Şevket Orhan’ı tanır mısınız?
Ben ta Bursa Büyükşehir Belediyesi Zabıta Müdürlüğü döneminden beri tanırım.
Şeker şerbet gibi bir adamdır Şevket Orhan.
Halim selim, haza beyefendi, oturduğunu kalktığını bilen, hangi köşeye koyarsan koy oraya yakışan bir adamdır.
Ak Parti’nin Bursa’da kurucu il başkanlığını yaptı.
Sonra da 22’nci dönem Bursa milletvekili oldu.
Hadi Hayrettin Çakmak ve Zafer Hıdıroğlu gibi isimlerin neden tekrar konulmadığını az çok biliyoruz.
Aynen Niyazi Pakyürek gibi, Şevket beyi de niye ikinci kez listeye yazmadıklarını hep merak etmişimdir?
Üstelik de çalışkan, üretken bir insandır Şevket Orhan.
Sonra İnegöl Belediye Başkan Yardımcılığı görevini yürüttü.
Ardından Bursa Büyükşehir Belediye Başkanı Alinur Aktaş hoop, aldı O’nu Kent Konseyi başkanlığına aday çıkardı; pek de iyi yaptı.
“Kent Konseyi nedir” derseniz, “hiçbir şey değildir” yanıtını veririm!
Bursa’da her dönem azıcık arızalı birkaç tip dolaşır ortalıkta.
Bunlar eskiden basın toplantılarını takip ederler, düzenleyen kişiye dakikalar boyunca sorular sorup, kendilerince açıklamalar yaparak insanı fıtık ederlerdi!
Bu muhteremler “gidip orada konuşsun, kendilerini rahatlatsın” diye kurgulanan bir “gaz alma” yeridir Bursa’da Kent Konseyi.
Tabii, akıl baliğ olanlar müstesna!
Hiçbir yaptırımı olmadığı gibi, ödenek ve bütçesi de belediye tarafından karşılanır zaten.
Orada çene yarıştıranlara “her ay bir 10 lira sökülün de kendimize yer tutup özerk olalım” deseniz, arkanızı döndüğünüzde bir tane adam bulamazsınız!
Geçen hafta 2020’nin ilk toplantısını yaptı Bursa Kent Konseyi.
Açılışı da her zamanki gibi bir “sevgi böceği” kıvamında Başkan Şevket Orhan gerçekleştirdi.
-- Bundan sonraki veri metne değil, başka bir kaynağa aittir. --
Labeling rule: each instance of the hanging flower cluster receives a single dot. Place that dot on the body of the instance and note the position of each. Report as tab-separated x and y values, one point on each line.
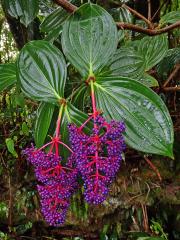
57	182
96	157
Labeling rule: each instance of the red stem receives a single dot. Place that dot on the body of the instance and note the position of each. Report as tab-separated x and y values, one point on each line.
84	124
96	136
65	146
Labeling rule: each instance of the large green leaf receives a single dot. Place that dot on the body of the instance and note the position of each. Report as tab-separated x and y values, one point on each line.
171	17
26	10
153	49
166	65
148	124
125	62
42	71
7	75
89	38
43	120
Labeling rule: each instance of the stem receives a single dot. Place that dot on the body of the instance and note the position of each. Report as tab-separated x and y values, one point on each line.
84	124
93	100
58	124
44	146
65	146
95	126
67	114
149	10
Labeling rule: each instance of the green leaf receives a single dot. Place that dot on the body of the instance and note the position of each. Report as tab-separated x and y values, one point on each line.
89	39
7	75
153	49
125	62
150	238
26	10
10	146
42	71
54	20
171	17
148	80
148	123
43	120
166	65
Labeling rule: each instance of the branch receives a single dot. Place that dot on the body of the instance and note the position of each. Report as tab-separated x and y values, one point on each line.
69	7
150	32
172	75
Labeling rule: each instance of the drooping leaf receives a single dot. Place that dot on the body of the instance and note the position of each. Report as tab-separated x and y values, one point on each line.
125	62
89	38
166	65
148	124
153	49
43	120
42	71
26	10
171	17
7	75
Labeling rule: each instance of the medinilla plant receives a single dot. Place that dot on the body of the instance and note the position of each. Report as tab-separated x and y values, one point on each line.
111	106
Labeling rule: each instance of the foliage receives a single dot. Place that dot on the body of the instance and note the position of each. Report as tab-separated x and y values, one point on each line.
51	71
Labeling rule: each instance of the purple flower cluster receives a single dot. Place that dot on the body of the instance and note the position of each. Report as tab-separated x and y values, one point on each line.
57	183
98	156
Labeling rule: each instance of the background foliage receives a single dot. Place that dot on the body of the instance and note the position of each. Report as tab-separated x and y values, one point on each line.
140	206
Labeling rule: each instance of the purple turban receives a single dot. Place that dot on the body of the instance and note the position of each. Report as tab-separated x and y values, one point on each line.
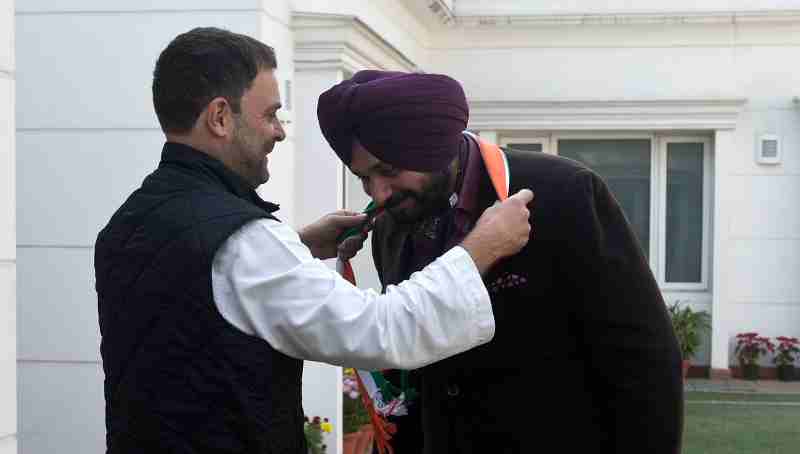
411	121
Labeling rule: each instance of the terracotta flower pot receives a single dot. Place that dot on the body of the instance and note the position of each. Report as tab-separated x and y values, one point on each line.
786	372
359	442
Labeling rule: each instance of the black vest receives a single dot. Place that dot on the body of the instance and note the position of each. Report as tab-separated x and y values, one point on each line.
178	377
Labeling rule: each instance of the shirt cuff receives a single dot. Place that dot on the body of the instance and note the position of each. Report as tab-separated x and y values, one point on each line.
459	262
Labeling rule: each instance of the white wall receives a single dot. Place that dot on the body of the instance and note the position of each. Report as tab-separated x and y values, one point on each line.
501	7
757	61
8	255
388	18
87	135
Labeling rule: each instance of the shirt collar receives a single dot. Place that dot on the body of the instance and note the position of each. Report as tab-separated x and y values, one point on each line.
213	169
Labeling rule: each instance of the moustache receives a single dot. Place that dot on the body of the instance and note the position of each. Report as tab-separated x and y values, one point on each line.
398	198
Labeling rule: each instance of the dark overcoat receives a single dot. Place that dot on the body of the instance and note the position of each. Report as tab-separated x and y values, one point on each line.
584	358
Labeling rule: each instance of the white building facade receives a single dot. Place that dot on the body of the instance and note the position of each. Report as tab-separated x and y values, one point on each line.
690	113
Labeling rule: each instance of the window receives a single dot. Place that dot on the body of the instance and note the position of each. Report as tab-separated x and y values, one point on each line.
662	185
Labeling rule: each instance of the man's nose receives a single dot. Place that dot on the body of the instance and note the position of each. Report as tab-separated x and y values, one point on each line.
280	132
381	190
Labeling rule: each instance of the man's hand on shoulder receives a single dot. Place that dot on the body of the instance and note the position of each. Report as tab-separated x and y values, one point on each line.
320	236
501	231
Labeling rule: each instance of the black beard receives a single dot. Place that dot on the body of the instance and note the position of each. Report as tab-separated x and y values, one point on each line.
432	200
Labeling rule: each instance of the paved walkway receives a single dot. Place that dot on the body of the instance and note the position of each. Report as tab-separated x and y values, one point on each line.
742	386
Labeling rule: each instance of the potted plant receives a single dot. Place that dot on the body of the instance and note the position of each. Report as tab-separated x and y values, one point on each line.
689	326
749	348
314	429
358	435
787	351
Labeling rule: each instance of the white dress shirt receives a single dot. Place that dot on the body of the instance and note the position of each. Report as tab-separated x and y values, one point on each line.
267	284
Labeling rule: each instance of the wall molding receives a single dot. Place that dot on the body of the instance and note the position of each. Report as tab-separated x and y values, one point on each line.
342	42
675	114
625	18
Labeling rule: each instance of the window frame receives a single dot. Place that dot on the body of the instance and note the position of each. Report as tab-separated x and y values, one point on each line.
658	194
703	285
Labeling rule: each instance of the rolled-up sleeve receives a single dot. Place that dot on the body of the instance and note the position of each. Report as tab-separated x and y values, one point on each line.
267	284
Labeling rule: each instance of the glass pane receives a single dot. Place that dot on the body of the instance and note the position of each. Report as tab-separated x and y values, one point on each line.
684	247
625	166
525	146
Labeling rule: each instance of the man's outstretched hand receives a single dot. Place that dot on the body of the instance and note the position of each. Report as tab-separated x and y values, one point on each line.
502	230
320	236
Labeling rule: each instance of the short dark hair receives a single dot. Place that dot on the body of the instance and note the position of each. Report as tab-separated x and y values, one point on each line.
200	65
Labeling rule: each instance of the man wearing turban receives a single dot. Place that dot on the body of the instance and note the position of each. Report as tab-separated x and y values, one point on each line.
583	346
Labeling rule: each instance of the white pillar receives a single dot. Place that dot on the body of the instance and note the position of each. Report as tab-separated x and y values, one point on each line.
8	253
489	136
318	190
724	208
86	139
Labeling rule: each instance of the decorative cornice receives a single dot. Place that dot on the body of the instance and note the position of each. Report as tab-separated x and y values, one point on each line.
335	41
442	10
676	114
671	18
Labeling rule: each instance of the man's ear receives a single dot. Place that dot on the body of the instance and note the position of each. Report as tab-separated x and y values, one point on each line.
219	117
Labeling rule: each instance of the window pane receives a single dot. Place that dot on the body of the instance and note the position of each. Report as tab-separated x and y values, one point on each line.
684	212
525	146
625	166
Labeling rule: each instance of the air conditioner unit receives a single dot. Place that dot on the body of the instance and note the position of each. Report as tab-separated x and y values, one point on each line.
768	150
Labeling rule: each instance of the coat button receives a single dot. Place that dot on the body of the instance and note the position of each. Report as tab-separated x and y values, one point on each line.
452	390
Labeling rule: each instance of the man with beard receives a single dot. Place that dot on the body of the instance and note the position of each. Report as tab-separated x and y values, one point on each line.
208	304
584	344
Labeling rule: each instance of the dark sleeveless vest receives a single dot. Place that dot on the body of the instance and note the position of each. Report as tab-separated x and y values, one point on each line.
178	377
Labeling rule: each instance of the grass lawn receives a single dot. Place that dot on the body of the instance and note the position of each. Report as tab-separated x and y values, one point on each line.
733	428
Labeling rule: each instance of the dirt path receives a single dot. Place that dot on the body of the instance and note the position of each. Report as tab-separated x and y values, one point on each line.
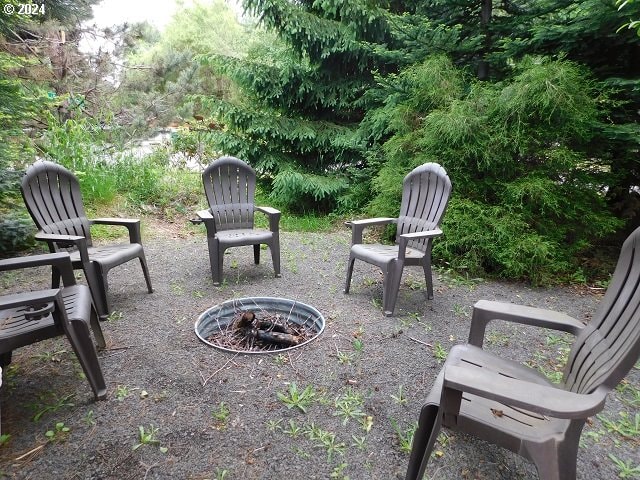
210	414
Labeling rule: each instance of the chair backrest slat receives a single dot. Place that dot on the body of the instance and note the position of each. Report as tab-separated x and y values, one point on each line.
229	185
52	196
609	345
425	194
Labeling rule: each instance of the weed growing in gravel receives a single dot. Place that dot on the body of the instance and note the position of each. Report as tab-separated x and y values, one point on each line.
274	425
293	430
400	398
300	399
359	442
58	433
629	393
221	415
122	392
625	469
349	405
627	427
58	403
301	453
281	359
89	418
148	437
404	436
439	352
344	358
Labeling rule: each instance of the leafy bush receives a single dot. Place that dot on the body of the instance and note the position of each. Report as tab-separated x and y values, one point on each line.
528	198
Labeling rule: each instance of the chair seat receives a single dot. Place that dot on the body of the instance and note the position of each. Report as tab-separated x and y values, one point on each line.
378	254
109	256
244	236
516	424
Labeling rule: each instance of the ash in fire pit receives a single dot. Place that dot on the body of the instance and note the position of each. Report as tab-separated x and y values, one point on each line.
259	325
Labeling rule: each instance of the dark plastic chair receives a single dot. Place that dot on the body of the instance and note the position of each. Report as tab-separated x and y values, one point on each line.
513	406
425	194
30	317
229	185
52	196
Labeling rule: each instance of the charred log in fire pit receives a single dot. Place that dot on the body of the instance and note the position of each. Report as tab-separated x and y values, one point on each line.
259	325
248	331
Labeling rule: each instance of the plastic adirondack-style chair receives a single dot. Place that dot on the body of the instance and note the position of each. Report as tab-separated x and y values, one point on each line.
516	407
229	185
425	194
30	317
52	196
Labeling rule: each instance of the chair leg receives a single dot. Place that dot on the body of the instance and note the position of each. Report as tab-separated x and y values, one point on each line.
145	271
94	280
97	330
428	278
85	350
423	441
274	247
558	461
391	286
347	284
5	359
215	260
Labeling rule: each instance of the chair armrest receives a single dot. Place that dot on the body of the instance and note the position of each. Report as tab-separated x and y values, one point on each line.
60	261
132	225
403	239
16	300
66	240
207	218
274	217
358	226
543	399
485	311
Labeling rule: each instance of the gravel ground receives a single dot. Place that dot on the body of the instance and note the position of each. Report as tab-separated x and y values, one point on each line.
218	415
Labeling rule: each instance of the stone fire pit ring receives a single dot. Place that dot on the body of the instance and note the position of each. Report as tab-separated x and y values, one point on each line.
220	316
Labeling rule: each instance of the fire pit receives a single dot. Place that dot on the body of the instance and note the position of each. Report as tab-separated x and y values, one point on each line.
259	325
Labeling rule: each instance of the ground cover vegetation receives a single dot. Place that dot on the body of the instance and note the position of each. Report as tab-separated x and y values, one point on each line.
530	106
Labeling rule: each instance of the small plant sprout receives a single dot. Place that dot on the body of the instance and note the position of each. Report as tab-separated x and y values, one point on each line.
359	442
59	432
293	430
405	437
221	473
274	425
297	398
338	472
221	415
122	392
439	352
148	437
281	359
89	418
367	423
400	398
349	405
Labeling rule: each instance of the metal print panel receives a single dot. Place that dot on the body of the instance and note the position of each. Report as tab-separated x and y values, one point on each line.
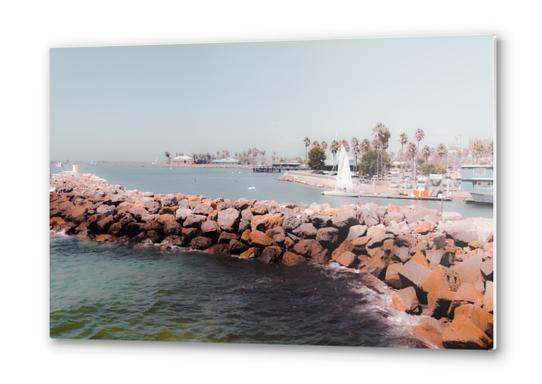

Merinosta düzenlenen yılın ilk “gaz alma” toplantısında “Bursa ve Kent Konseyi’yle ilgili fikri olanlar tek tek konuşacak” dedi.
“Bursa’yı çok sevdiğini, Bursa’ya aşık olduğunu, bu şehirde yaşamanın insanlara ayrı bir güzellik ve şeref getirdiğini” filan anlattı önce yine.
Eski “selamlaşma” ve “mahalle kültürünü” özlüyordu O da başkaları gibi.
Ticarette “sözün senet sayıldığı” günlere hasret duyuyordu mesela.
“Kültürel kodlarımızın bozulduğunu” düşünüyordu.
Her şey bir “sevgi yumağı” kıvamında devam ederken Dişçi Tahsin Bulut aldı mikrofonu eline.
Ve adeta salonda bulunan insanların beyinlerini oyarak “kanal tedavisi” yapmaya çalıştı!
Eski Yunan’dan başlayarak “demokrasiyi” anlatmaya girişti Tahsin Bulut.
Oysa o güne dek siyaseten bulunduğu bütün makamlara birilerinin gölgesinde ya da atanarak gelmişti Dişçi Tahsin!
Üstelik de kendisini Ortadoğu ve balkonların en çok kitap okuyan adamı sanıyordu.
O doğuştan bir filozof, tarihçi, kent bilimcisi, siyasetçi ve usturlap kullanıcısıydı.
Pergelle onun kadar iyi daire çizen bir Allah’ın kulu daha yoktu dünyada!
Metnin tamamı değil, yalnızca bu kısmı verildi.